Сихоанализ под сомнением.

Психоанализ под сомнением

Разочарование в терапевтических возможностях психоанализа возродило подспудную враждебность неаналитиков, по отношению к которым психоаналитики-фрейдисты всегда держались со снисходительным высокомерием. В Соединенных Штатах развернулось широ­ким фронтом наступление на всю психодинамику. При­мером может служить книга известного психолога Бёртона «What makes behaviour change possible?» («Что влияет на изменение поведения?»). Автор отрицает плодотворность концепций психоанализа для понима­ния лечебного процесса. Он считает неоправданным то особое внимание, которое придается существованию бессознательной памяти и роли пережитого в детстве опыта. По его мнению, имеют значение только сознательное и реальная действительность, а также контакт с терапевтом, поскольку он представляет для пациента пример для подражания и источник любви. Бёртон находится под влиянием скептического отношения к науке, распространенного в настоящее время в Соеди­ненных Штатах, и подчеркивает роль «неорганической части психики», которую он называет S-фактором (Soul — душа) (Burton, 1976), «фактором, кото­рый не поддается научному описанию, но проявляется и своих действиях». Общение с терапевтом соответствует трансцендентному общению, «космичес­кому чувству единения». Иными словами: вера спасает.

Некоторые доходят даже до утверждений, что психо­анализ антитерапевтичен. Так, Фикс и Хаффке пишут в исследовании о сравнительной эффективности различ­ных видов психотерапии: «Техника психоанализа со­держит модели общения, прямо противоположные тем факторам, которые обеспечивают действенность психо­терапии» (Fix, Haffke, 1976).
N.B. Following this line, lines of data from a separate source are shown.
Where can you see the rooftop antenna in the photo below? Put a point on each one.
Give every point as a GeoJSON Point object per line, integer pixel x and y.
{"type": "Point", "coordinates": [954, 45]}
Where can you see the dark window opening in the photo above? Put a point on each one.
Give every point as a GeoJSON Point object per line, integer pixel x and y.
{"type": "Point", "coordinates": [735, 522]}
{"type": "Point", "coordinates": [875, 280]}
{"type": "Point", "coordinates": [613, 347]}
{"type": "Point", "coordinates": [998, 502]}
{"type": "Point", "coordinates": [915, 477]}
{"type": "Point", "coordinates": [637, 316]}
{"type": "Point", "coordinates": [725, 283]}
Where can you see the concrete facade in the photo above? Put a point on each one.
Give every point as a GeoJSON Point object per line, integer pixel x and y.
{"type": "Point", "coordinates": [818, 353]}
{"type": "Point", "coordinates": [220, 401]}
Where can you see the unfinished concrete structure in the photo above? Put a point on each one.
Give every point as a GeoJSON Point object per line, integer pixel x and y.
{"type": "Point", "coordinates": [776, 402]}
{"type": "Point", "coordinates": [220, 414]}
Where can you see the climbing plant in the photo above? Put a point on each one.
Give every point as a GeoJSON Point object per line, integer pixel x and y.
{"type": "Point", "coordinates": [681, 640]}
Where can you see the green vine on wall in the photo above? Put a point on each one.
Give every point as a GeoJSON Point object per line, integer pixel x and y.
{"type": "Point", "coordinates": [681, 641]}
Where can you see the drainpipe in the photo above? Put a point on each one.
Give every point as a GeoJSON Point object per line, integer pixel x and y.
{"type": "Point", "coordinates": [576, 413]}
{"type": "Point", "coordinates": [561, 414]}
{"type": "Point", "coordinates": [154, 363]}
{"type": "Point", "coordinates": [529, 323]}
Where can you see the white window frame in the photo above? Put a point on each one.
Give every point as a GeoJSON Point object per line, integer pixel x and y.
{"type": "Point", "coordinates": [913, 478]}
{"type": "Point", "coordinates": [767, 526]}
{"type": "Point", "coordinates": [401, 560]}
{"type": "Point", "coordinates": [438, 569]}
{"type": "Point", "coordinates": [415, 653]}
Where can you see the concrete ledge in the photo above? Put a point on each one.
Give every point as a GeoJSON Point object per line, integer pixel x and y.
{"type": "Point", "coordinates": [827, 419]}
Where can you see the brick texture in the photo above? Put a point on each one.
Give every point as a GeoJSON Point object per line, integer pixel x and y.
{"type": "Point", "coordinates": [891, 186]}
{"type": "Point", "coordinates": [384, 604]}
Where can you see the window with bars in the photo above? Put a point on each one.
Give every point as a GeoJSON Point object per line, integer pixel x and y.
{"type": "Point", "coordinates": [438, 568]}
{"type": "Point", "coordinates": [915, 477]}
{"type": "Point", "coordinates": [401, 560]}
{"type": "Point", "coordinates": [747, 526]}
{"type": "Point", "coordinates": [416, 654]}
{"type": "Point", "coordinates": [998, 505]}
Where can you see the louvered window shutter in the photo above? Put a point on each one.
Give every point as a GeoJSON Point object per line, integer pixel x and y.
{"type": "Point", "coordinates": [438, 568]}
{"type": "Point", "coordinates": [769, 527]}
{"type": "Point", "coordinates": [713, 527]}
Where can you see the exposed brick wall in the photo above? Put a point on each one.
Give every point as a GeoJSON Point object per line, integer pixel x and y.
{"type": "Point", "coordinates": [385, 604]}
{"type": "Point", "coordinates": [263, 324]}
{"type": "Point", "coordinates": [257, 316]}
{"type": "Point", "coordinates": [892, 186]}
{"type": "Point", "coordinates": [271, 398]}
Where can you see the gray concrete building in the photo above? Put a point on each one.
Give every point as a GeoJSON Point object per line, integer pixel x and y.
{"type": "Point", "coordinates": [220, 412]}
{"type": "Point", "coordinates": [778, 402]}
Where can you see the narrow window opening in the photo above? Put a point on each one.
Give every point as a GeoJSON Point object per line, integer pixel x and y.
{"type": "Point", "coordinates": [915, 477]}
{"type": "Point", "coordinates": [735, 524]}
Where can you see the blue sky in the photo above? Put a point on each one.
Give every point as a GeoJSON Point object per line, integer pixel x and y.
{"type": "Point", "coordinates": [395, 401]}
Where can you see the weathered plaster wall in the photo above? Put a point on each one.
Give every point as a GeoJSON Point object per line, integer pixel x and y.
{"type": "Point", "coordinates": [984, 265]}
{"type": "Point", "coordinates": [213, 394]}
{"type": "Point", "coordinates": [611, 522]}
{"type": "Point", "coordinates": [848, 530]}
Судя по всему, в наши дни наблюдается та же реак­ция, которая возникла по отношению к гипнозу после смерти Шарко. Объясняя охлаждение врачей к гипнозу, Жане писал в те годы: «Восторженные преувеличения гипнотизеров явились причиной того, что гипноз стали применять как попало, при любых заболеваниях, без каких-либо противопоказаний, что приводило чаще все­го к ничтожным или нелепым результатам» (Janet, 1919). И действительно, в гипнозе хотели видеть пана­цею, чудодейственное средство от всех недугов. Разоча­рование оказалось столь же сильным, сколь велики были иллюзии. Возможно, и от психоанализа ждали слишком многого, и это привело к неизбежному разоча­рованию.

И все же напрашивается мысль, что здесь прояв­ляется сопротивление, которое дает о себе знать всякий раз, когда удается сделать новый шаг в познании бессознательного. Обратимся ли мы к достижениям Мес­мера, Шарко, Фрейда — каждый шаг вперед в изучении этой таинственной и волнующей области вызывал бур­ную реакцию протеста. В Соединенных Штатах психо­анализ получил в конце концов широкое признание. Но это признание с самого начала было связано с опреде­ленными ограничениями. Подчеркивая автономность «я», его независимость от инстинктивных влечений, американский психоанализ «приручил» бессознатель­ное, устранил его тревожащий характер. «Чума», которую Фрейд в своей гордыне намеревался принести Аме­рике, обернулась невинной корью. Но этого, по-видимо­му, оказалось недостаточно. Пользуясь некоторым за­стоем психоанализа на нынешнем этапе, кое-кто пытает­ся полностью снести возведенное Фрейдом здание. Разу­меется, это направление «сопротивления» представляет собой только часть американской психиатрии. Как мы увидим дальше, другие исследователи выступают за углубление теории психоанализа на основе тех элемен­тов, которые характеризуют собственно психоаналити­ческую процедуру.